Tunggal Putra: Patcharakit Apiratchataset Kukuh di Puncak
Laga pembuka partai final di lapangan 1 menghadirkan duel unggulan teratas di sektor tunggal putra. Pebulutangkis Thailand, Patcharakit Apiratchataset (unggulan 1) tampil meyakinkan dan berhasil menundukkan unggulan kedua asal Uni Emirat Arab, Bharath Latheesh, dengan skor 21-16, 21-12. Kemenangan ini mempertegas status Patcharakit sebagai salah satu pemain junior paling menjanjikan dari Asia Tenggara.
Ganda Putra: Indonesia Raih Satu-satunya Gelar
Satu-satunya partai final yang berlangsung di lapangan 2 mempertemukan ganda putra Indonesia, Muhammad Vito Annafsa/Grendly Alkatib Lumintang (unggulan 4), melawan pasangan unggulan pertama asal Polandia, Pawel Kiszczyk/Krzysztof Podkowinski. Dalam pertandingan sengit tiga gim, pasangan muda Indonesia sukses membalikkan keadaan dan menang 19-21, 21-14, 21-17. Gelar ini menjadi satu-satunya torehan juara untuk Indonesia pada edisi kali ini.
Ganda Putri: Dominasi Thailand Berlanjut
Di lapangan 4, sektor ganda putri menyajikan laga antara pasangan Thailand, Kodchaporn Chaichana/Pannawee Polyiam, menghadapi unggulan kedua dari Ukraina, Maria Koriagina/Yaroslava Vantsarovska. Pasangan Thailand tampil solid dan menang dua gim langsung, 21-10, 21-18, menambah koleksi gelar untuk kontingen Negeri Gajah Putih.
Tunggal Putri: Anyapat Tak Terbendung
Thailand kembali berjaya di sektor tunggal putri lewat tangan dingin unggulan pertama, Anyapat Phichitpreechasak, yang berhasil mematahkan perlawanan wakil Taiwan, Xiao-Ting Su, dengan skor 21-11, 21-17. Anyapat tampil konsisten sepanjang turnamen dan menutupnya dengan dominasi mutlak di partai puncak.
Ganda Campuran: Gelar Keempat Thailand
Thailand memastikan gelar keempat mereka melalui sektor ganda campuran. Pasangan Patcharakit Apiratchataset/Kodchaporn Chaichana tampil solid dan tak memberi banyak ruang bagi lawan mereka, pasangan Indonesia Grendly Alkatib Lumintang/Micha Leona Luthfia Wardoyo, menang telak 21-13, 21-12. Kekalahan ini membuat Indonesia harus puas menutup turnamen dengan satu gelar saja.

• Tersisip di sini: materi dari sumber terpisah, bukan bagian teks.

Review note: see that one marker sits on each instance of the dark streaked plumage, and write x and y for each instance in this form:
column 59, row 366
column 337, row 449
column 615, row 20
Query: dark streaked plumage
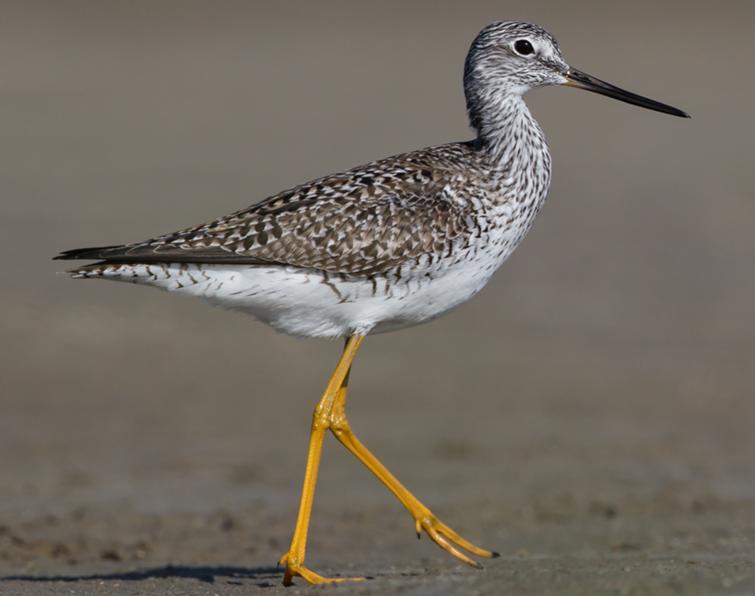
column 390, row 244
column 364, row 221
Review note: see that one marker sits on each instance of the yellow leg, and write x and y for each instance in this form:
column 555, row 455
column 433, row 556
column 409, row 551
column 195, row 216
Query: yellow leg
column 294, row 558
column 424, row 519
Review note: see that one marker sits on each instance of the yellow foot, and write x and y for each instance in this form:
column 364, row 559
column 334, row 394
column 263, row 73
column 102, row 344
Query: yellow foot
column 446, row 538
column 309, row 576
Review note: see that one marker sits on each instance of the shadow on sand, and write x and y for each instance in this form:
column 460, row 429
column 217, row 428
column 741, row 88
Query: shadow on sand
column 270, row 575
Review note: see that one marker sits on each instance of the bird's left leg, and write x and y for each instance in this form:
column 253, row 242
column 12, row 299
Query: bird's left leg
column 424, row 519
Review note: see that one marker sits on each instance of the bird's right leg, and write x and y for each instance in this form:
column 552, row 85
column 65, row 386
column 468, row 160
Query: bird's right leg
column 424, row 519
column 294, row 558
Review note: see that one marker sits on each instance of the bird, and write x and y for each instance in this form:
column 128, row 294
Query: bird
column 378, row 247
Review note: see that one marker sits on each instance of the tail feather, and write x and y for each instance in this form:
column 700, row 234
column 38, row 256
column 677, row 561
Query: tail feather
column 92, row 252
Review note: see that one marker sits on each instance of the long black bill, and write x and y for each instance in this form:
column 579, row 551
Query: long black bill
column 582, row 80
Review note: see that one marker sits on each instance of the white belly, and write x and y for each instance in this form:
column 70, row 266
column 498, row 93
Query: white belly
column 309, row 303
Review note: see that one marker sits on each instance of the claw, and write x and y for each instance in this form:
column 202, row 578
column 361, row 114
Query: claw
column 448, row 540
column 309, row 576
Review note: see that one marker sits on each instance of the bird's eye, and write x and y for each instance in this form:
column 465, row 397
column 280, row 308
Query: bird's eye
column 523, row 47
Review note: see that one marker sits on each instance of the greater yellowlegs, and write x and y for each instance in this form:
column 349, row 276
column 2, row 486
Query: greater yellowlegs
column 379, row 247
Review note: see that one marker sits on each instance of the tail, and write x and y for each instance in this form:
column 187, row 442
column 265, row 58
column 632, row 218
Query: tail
column 100, row 253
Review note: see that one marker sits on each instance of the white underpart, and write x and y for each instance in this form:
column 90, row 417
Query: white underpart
column 306, row 302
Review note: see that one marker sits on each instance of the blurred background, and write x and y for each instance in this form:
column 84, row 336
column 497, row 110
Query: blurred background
column 596, row 398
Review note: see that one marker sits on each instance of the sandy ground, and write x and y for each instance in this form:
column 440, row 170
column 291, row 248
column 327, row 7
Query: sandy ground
column 590, row 415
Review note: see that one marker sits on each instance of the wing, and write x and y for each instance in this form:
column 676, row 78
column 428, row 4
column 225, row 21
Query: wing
column 363, row 221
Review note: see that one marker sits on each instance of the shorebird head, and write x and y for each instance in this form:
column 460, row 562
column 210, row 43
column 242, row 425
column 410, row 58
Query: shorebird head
column 512, row 57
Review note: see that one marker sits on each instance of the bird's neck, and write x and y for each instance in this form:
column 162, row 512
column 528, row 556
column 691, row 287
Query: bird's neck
column 505, row 127
column 514, row 143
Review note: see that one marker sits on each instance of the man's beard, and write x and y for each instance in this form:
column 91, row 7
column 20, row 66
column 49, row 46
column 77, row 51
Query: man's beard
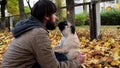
column 50, row 25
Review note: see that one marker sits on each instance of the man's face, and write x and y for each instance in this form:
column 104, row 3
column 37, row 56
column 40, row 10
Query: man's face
column 51, row 23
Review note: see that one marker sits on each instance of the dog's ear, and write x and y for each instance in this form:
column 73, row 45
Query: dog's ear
column 72, row 29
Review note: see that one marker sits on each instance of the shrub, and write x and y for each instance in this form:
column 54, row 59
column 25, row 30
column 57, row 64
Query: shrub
column 81, row 19
column 110, row 17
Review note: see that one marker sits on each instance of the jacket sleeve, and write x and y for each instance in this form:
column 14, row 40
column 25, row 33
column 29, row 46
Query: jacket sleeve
column 45, row 55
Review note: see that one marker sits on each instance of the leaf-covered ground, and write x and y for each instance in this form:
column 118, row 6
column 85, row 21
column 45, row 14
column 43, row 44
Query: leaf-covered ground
column 101, row 53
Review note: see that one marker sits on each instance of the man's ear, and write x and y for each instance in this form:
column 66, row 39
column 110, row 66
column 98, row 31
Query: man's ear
column 46, row 17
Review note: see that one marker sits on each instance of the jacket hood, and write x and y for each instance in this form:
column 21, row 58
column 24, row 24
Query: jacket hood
column 26, row 25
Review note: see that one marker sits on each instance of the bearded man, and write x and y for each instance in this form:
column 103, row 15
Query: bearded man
column 32, row 44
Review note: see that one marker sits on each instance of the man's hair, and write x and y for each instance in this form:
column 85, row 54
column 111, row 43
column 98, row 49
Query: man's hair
column 42, row 8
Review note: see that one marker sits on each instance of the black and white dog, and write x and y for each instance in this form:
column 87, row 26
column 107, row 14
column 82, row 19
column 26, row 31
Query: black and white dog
column 70, row 43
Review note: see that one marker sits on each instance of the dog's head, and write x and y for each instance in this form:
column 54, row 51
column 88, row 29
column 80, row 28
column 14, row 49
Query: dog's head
column 66, row 28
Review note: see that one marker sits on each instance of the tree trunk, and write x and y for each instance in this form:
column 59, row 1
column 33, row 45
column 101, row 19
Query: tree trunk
column 2, row 23
column 84, row 6
column 70, row 11
column 59, row 13
column 21, row 9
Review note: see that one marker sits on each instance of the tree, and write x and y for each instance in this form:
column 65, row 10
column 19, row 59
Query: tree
column 84, row 6
column 12, row 7
column 60, row 12
column 21, row 9
column 70, row 11
column 2, row 23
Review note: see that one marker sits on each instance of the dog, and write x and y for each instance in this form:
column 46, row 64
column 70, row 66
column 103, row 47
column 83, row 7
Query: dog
column 70, row 43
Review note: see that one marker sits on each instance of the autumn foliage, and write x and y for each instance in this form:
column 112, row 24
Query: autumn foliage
column 101, row 53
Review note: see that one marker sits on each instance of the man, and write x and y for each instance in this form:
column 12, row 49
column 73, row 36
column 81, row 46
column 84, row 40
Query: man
column 32, row 44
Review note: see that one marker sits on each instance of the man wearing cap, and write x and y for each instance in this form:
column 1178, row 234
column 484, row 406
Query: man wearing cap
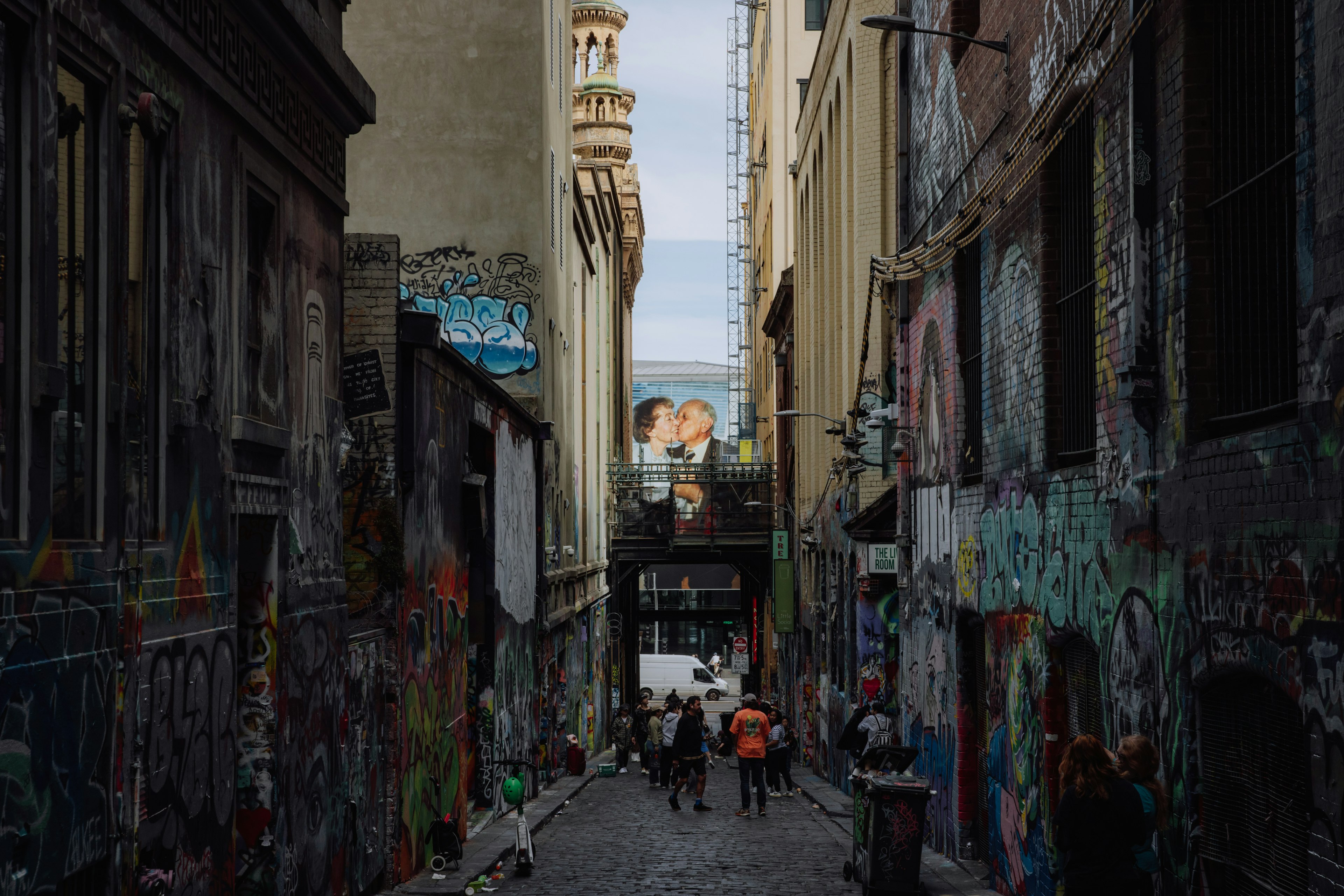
column 750, row 730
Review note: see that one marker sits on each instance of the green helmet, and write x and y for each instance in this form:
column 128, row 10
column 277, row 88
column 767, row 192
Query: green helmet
column 514, row 792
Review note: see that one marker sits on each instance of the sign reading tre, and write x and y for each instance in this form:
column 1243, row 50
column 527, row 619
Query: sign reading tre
column 883, row 559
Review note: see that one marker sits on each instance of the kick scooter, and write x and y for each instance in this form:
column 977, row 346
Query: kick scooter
column 515, row 793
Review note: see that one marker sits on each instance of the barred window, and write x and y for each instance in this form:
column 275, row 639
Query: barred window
column 1076, row 308
column 1254, row 207
column 968, row 319
column 815, row 15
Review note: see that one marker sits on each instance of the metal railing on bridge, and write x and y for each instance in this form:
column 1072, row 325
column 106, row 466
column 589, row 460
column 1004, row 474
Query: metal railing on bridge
column 693, row 503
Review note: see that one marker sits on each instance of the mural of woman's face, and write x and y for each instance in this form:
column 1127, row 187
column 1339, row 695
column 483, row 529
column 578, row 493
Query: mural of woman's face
column 664, row 425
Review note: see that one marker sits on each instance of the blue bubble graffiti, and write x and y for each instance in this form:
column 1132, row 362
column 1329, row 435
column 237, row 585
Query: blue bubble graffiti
column 484, row 310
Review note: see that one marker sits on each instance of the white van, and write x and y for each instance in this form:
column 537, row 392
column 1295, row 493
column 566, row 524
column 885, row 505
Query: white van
column 662, row 672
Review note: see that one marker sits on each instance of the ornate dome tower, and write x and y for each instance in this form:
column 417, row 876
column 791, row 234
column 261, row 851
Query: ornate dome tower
column 601, row 105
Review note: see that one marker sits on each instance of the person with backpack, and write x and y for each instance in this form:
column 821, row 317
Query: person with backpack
column 654, row 746
column 670, row 722
column 689, row 755
column 623, row 738
column 777, row 757
column 1139, row 763
column 642, row 733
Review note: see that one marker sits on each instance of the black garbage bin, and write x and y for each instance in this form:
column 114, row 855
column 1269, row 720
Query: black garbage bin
column 726, row 725
column 889, row 825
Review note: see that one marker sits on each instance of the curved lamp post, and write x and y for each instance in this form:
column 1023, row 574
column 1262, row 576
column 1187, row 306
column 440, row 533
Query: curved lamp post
column 906, row 25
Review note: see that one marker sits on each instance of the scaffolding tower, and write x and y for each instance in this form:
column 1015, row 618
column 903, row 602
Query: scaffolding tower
column 741, row 293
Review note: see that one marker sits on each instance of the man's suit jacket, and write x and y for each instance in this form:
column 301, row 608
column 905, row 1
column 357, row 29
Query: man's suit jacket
column 713, row 454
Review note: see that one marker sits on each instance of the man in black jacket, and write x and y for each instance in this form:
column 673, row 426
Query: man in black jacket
column 689, row 754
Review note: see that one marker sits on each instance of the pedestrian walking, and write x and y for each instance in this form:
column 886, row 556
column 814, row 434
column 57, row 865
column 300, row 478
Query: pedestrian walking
column 623, row 735
column 642, row 733
column 749, row 730
column 777, row 757
column 654, row 746
column 1139, row 763
column 670, row 722
column 1099, row 823
column 689, row 749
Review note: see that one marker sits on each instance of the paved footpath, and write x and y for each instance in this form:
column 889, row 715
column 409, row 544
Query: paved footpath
column 619, row 837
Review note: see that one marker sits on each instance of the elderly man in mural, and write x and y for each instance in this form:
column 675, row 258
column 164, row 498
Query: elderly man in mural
column 702, row 506
column 658, row 425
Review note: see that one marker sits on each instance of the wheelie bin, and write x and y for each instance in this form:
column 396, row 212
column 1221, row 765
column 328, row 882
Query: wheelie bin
column 889, row 823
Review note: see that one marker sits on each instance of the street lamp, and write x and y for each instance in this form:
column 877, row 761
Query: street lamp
column 905, row 25
column 832, row 430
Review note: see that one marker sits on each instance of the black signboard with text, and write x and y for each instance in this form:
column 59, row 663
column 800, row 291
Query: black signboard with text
column 363, row 383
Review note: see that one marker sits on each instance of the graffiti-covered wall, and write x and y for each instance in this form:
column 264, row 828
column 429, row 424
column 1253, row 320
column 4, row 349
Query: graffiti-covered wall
column 1113, row 597
column 1111, row 528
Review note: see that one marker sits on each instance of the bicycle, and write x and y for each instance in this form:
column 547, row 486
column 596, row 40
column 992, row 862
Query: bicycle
column 515, row 792
column 443, row 836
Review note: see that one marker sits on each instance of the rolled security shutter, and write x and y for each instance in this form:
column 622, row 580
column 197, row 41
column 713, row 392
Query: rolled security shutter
column 1083, row 687
column 1254, row 786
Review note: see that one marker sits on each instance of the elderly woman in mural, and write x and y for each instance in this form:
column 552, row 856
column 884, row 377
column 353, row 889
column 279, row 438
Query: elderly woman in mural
column 658, row 425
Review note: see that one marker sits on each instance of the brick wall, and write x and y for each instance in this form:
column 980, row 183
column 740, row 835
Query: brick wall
column 369, row 476
column 1178, row 558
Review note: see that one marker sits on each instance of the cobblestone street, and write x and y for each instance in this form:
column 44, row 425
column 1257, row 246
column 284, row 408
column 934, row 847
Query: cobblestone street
column 620, row 837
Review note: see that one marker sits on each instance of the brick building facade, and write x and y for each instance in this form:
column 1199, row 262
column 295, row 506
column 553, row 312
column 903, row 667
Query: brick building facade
column 1107, row 299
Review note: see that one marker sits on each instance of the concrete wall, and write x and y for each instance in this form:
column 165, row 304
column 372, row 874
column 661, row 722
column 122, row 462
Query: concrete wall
column 470, row 162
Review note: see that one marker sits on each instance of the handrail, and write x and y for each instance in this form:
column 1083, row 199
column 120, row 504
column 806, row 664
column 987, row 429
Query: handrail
column 664, row 473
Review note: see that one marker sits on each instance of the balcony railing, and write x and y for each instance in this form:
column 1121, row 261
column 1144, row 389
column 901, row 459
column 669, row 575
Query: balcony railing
column 693, row 502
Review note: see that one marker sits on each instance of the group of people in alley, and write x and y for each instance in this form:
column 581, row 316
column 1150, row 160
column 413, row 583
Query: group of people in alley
column 1109, row 812
column 677, row 749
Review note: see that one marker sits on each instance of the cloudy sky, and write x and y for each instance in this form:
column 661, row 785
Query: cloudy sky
column 674, row 57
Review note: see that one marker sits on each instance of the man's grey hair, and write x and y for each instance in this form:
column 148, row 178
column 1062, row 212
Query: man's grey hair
column 706, row 409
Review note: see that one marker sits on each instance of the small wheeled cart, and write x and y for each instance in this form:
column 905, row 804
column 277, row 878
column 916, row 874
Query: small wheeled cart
column 889, row 823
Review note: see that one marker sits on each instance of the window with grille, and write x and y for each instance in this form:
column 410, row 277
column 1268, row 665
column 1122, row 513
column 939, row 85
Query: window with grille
column 815, row 15
column 75, row 433
column 1254, row 206
column 968, row 315
column 11, row 265
column 143, row 322
column 978, row 704
column 1083, row 690
column 1076, row 308
column 1254, row 789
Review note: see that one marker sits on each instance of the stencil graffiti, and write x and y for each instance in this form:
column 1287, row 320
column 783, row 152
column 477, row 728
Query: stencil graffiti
column 484, row 310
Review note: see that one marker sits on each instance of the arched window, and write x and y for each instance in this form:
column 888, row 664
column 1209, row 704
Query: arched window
column 1253, row 765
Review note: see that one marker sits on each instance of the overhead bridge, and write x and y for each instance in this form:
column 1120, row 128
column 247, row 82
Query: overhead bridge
column 690, row 514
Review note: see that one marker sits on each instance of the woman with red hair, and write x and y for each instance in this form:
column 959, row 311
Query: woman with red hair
column 1099, row 823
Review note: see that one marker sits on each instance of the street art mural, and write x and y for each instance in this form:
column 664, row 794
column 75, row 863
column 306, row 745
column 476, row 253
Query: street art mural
column 366, row 743
column 57, row 733
column 259, row 703
column 437, row 726
column 486, row 307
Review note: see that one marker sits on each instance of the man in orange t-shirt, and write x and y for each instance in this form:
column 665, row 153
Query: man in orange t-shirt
column 750, row 730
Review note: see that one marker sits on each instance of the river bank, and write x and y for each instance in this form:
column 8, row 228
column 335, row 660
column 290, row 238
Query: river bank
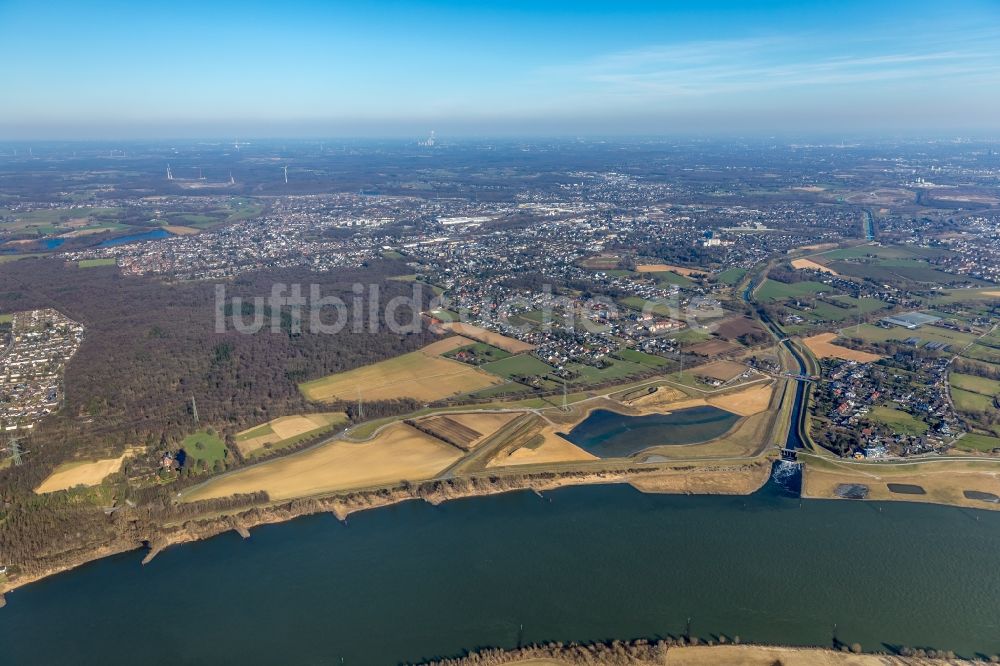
column 579, row 563
column 206, row 522
column 683, row 653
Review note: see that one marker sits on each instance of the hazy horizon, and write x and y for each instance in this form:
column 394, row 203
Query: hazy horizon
column 108, row 70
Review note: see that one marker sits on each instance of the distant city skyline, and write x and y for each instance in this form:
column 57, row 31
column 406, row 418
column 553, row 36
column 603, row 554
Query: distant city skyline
column 124, row 70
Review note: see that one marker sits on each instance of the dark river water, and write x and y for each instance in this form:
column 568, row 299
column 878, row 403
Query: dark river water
column 608, row 434
column 416, row 581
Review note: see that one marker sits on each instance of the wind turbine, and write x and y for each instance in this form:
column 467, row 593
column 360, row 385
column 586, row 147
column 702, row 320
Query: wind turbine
column 16, row 453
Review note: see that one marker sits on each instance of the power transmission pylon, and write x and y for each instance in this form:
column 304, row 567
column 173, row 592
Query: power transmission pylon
column 16, row 453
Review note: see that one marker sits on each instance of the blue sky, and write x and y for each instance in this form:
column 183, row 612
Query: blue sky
column 293, row 68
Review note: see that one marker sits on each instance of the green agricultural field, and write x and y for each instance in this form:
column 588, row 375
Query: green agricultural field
column 669, row 277
column 642, row 305
column 203, row 450
column 732, row 275
column 4, row 258
column 887, row 252
column 989, row 387
column 446, row 315
column 898, row 420
column 521, row 365
column 287, row 431
column 971, row 403
column 976, row 442
column 981, row 352
column 906, row 270
column 94, row 263
column 772, row 290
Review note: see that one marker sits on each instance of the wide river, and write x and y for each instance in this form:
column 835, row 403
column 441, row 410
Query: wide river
column 416, row 581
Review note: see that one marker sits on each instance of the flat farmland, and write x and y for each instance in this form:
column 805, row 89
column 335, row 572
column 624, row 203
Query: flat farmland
column 970, row 402
column 925, row 334
column 822, row 346
column 900, row 269
column 731, row 275
column 398, row 453
column 90, row 473
column 721, row 370
column 812, row 265
column 522, row 365
column 286, row 431
column 421, row 375
column 989, row 387
column 489, row 337
column 975, row 442
column 981, row 352
column 663, row 268
column 748, row 402
column 713, row 348
column 734, row 327
column 772, row 290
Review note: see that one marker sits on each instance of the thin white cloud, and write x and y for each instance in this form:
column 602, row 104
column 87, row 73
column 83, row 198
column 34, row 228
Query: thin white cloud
column 732, row 67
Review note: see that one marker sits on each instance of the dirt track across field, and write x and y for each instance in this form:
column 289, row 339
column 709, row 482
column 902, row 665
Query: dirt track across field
column 822, row 345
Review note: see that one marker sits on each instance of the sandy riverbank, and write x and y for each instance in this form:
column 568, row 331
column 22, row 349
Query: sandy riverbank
column 670, row 653
column 202, row 521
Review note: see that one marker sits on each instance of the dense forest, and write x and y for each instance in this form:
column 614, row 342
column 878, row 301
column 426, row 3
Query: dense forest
column 151, row 346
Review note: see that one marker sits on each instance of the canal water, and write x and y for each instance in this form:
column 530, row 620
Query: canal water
column 415, row 581
column 155, row 234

Thailand Tak Terbendung, Indonesia Menjanjikan
Thailand tampil luar biasa dengan menyapu bersih empat dari lima sektor yang dipertandingkan: tunggal putra, tunggal putri, ganda putri, dan ganda campuran. Sementara Indonesia patut berbangga atas penampilan solid dari sektor ganda putra yang menyumbang satu-satunya gelar juara.
Turnamen ini tidak hanya menjadi ajang perebutan gelar, tetapi juga panggung perkembangan talenta-talenta muda yang siap melangkah ke level yang lebih tinggi di masa depan.